Jean-Marie Lavalou, the Frenchman who co-created the Louma Crane, the first remote-controlled camera system used in the motion picture industry, died on July 15 in Paris. He was 76.
Born on March 9, 1946, Lavalou was born into the ‘La Fromagerie Lavalou’ family in Bourg Saint Leonard, Normandie, France. He developed a passion for film at an early age and traveled to Paris to attend the Ecole Nationale Superieure Louis Lumiere film school, graduating in 1968 before entering national service.
It was during his national service in the French Navy film department that Jean-Marie’s life path would change forever when he met his inventor partner, Alain Masseron. Together, they created never-before-seen camera movements while making a film inside a submarine by attaching the camera to the end of a wooden pole and tracking through the narrow vessel.
The young inventors then brought their device to the camera rental house SamAlga Cinema in Paris.
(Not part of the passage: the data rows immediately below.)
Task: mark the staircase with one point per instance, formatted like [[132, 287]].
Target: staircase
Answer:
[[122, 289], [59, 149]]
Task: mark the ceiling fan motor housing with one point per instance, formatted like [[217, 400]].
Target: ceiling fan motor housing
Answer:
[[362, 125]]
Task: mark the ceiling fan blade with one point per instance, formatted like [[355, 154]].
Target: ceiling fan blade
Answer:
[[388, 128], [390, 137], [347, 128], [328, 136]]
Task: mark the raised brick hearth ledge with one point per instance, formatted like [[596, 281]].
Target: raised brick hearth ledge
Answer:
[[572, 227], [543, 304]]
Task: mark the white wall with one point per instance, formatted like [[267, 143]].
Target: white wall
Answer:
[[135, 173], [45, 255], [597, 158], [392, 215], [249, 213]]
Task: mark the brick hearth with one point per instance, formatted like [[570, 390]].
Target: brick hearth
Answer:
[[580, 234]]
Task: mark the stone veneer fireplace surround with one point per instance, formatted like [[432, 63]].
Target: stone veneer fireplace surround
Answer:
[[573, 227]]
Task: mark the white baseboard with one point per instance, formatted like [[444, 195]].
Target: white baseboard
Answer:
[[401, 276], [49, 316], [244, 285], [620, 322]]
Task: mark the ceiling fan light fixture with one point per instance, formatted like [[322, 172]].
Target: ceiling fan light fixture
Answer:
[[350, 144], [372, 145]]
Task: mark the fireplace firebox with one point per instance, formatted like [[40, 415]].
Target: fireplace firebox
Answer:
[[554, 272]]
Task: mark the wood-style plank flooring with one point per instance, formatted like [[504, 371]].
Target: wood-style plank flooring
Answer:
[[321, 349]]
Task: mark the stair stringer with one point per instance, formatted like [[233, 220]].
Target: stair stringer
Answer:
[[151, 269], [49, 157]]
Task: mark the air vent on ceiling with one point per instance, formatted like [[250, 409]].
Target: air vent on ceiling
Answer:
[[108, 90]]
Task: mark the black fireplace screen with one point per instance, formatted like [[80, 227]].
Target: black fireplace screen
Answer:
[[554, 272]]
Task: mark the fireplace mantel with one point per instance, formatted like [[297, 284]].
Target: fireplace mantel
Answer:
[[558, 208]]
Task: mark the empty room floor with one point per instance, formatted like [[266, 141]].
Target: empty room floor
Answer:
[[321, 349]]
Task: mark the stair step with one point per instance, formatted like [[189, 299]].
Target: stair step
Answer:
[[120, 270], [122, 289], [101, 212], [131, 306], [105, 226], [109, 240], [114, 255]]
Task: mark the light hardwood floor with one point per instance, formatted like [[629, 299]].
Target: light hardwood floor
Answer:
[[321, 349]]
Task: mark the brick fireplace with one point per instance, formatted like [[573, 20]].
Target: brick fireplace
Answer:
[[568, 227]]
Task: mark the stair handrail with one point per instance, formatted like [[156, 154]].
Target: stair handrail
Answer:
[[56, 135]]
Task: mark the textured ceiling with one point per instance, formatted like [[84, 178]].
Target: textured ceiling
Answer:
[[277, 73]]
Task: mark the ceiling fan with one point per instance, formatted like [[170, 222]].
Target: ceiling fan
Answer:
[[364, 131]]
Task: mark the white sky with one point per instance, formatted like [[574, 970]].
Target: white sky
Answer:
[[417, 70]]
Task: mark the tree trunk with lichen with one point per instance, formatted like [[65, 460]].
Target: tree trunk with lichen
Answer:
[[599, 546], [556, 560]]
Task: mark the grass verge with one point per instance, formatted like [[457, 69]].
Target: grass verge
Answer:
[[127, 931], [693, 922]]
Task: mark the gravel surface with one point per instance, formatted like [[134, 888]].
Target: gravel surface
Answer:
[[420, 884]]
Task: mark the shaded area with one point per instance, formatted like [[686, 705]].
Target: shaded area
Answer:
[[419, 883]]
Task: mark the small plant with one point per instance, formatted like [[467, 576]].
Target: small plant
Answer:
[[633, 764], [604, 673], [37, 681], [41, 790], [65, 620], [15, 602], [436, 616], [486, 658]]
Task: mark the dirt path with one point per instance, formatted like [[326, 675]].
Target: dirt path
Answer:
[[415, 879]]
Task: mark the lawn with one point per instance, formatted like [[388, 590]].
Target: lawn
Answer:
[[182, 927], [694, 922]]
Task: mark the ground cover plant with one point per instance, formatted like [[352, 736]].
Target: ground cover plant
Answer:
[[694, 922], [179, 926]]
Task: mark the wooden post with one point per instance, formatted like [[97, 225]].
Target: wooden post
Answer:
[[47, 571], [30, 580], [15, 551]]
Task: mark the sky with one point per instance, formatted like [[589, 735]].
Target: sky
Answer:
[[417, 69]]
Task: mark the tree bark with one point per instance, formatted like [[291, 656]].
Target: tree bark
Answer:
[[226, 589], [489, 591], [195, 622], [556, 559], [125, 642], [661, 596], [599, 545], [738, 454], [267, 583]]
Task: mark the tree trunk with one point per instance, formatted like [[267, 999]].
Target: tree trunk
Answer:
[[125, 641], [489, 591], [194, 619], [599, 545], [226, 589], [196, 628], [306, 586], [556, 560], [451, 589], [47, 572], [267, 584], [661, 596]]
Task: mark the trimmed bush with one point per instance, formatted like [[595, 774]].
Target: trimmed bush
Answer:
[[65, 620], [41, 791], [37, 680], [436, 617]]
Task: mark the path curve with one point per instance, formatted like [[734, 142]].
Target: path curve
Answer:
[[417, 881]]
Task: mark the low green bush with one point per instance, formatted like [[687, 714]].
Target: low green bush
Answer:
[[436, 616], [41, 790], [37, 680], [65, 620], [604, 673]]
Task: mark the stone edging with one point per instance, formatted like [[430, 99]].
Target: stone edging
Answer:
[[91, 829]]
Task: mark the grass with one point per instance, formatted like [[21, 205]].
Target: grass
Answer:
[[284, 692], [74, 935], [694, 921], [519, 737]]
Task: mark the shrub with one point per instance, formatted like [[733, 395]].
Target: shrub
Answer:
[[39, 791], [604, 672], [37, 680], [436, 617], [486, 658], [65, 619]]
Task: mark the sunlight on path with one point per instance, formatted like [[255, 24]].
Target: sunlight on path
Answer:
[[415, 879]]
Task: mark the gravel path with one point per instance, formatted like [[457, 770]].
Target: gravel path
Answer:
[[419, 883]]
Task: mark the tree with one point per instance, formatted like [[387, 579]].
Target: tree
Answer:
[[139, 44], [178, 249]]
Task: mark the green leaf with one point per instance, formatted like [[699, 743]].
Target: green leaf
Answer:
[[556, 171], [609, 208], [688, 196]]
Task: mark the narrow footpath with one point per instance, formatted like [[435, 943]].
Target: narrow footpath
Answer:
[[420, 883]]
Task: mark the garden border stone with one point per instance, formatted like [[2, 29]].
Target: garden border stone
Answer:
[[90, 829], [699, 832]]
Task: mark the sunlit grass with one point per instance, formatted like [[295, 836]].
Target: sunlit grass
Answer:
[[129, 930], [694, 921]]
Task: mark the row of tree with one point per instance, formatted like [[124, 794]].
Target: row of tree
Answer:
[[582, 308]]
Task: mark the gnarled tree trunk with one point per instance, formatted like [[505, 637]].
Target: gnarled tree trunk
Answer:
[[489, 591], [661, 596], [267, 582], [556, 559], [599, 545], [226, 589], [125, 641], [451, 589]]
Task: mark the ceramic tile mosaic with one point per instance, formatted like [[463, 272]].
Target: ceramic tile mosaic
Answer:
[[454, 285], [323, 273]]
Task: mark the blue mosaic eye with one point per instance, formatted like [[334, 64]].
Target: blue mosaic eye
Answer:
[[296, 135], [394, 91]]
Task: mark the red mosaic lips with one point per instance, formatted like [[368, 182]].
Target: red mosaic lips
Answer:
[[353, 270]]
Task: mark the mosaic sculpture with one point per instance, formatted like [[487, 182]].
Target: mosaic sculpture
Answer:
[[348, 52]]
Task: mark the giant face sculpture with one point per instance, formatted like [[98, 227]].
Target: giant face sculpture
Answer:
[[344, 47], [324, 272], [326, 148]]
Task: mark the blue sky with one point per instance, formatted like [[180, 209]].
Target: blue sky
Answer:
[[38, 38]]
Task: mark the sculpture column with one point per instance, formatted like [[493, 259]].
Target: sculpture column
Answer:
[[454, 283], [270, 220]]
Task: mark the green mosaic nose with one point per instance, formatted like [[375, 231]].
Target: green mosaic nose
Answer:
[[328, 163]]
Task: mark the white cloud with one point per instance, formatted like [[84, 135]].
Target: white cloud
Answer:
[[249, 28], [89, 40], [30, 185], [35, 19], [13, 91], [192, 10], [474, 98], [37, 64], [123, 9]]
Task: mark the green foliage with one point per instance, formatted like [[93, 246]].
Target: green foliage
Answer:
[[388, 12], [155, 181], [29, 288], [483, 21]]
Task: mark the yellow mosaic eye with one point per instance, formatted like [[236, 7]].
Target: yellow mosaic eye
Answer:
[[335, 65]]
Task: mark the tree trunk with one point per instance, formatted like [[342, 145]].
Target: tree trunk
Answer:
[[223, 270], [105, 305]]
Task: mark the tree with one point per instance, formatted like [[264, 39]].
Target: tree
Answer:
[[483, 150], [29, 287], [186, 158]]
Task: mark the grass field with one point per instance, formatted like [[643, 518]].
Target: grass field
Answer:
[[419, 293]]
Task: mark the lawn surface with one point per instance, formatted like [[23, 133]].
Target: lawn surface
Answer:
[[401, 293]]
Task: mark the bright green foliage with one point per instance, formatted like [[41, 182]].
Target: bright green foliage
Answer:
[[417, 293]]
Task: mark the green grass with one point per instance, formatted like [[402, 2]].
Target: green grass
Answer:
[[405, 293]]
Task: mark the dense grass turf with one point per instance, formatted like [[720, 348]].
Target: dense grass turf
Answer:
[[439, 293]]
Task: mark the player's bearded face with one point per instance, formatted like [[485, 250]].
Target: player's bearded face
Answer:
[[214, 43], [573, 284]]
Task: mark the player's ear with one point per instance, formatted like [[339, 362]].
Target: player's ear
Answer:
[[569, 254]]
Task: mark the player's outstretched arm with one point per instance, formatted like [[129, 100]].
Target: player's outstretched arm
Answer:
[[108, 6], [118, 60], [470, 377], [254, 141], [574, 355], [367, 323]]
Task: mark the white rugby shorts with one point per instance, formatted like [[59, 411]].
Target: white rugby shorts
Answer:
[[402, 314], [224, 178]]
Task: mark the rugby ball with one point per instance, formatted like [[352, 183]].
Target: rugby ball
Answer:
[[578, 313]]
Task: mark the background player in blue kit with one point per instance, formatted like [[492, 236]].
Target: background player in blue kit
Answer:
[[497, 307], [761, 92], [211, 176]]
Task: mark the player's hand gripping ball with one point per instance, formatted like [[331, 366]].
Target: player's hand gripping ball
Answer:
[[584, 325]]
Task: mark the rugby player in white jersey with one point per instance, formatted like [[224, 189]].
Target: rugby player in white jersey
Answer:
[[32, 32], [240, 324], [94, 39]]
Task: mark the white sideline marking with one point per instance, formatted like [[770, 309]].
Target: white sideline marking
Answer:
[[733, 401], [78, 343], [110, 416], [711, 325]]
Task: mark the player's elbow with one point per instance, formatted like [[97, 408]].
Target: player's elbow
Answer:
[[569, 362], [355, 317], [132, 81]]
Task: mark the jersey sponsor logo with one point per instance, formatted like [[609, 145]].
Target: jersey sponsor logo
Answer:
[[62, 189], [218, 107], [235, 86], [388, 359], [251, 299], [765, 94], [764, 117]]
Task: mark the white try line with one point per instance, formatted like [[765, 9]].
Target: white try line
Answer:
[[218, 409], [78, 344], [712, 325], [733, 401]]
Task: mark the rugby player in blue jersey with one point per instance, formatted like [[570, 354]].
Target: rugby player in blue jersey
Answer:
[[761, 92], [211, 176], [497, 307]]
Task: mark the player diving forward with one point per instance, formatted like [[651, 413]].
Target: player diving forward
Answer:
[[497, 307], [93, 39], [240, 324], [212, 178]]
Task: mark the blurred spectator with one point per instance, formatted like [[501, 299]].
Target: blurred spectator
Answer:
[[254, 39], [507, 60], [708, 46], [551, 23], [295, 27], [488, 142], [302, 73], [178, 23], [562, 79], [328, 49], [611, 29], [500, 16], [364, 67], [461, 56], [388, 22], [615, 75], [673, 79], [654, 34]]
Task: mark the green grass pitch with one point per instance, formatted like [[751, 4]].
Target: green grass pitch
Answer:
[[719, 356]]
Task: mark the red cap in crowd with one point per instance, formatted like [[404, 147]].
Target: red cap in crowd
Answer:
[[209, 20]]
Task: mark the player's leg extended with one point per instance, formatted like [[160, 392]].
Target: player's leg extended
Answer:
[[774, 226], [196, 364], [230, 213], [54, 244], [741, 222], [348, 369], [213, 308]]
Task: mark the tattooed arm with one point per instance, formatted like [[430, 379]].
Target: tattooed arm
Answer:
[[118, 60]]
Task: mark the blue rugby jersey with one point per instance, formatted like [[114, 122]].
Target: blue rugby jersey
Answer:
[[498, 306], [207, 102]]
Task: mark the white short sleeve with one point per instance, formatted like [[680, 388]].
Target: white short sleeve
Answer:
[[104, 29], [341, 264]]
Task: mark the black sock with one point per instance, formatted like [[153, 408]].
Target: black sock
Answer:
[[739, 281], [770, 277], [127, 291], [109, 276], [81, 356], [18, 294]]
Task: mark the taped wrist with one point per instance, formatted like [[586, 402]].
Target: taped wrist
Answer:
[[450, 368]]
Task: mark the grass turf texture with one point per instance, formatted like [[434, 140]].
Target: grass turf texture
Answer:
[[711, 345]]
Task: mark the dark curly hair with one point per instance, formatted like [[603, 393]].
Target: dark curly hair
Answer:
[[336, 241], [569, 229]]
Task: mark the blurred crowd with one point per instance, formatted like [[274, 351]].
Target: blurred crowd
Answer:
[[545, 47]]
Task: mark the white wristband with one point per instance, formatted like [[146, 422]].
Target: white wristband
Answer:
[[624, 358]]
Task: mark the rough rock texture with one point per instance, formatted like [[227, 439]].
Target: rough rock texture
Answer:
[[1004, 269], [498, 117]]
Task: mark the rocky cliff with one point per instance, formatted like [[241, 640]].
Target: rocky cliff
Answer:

Upon seeing its potential, chief engineer Albert Vigier quickly introduced them to David Samuelson of Samuelson Film Service in London. With the combined teams of engineers and the eureka moment of combining the device with the in-development video assist system that Joe Dunton was working on at Samuelsons, the first remote head for motion picture filmmaking was born.
The story of the Louma Crane is well documented and it was the passionate (some would say obsessive) Lavalou who brought together the many talented engineers who made his and Masseron’s vision possible. He lived his dream of working with the likes of Roman Polanski and Steven Spielberg, and he was forever in awe of Directors and Directors of Photography, striving to create new equipment for them to use on set.
Receiving the Academy Award of Merit in 2005 with his co-inventors was most assuredly a career highlight for Lavalou. In later years, he was also responsible (alongside the development of the Louma 2 telescopic crane) for bringing the Spydercam system to France when he designed the stadium roof fittings and pulleys on which the wires are attached.
Lavalou was considered a mentor and friend by many, and he liked to tell stories over bottles of wine, walk in the Pyrenees, and spend holidays with his family in Brittany. On Sundays, he could be found in the library at the La cité des sciences et de l’industrie, Paris’ Museum of Science and Industry.
It was the L-o-u from his surname and the M-a from Masseron that combined to become the name of the world’s first motion picture remote camera system. That will be his legacy, and because of that, he will never be forgotten, be it by those in the film industry, the crews he worked with around the world, or his family.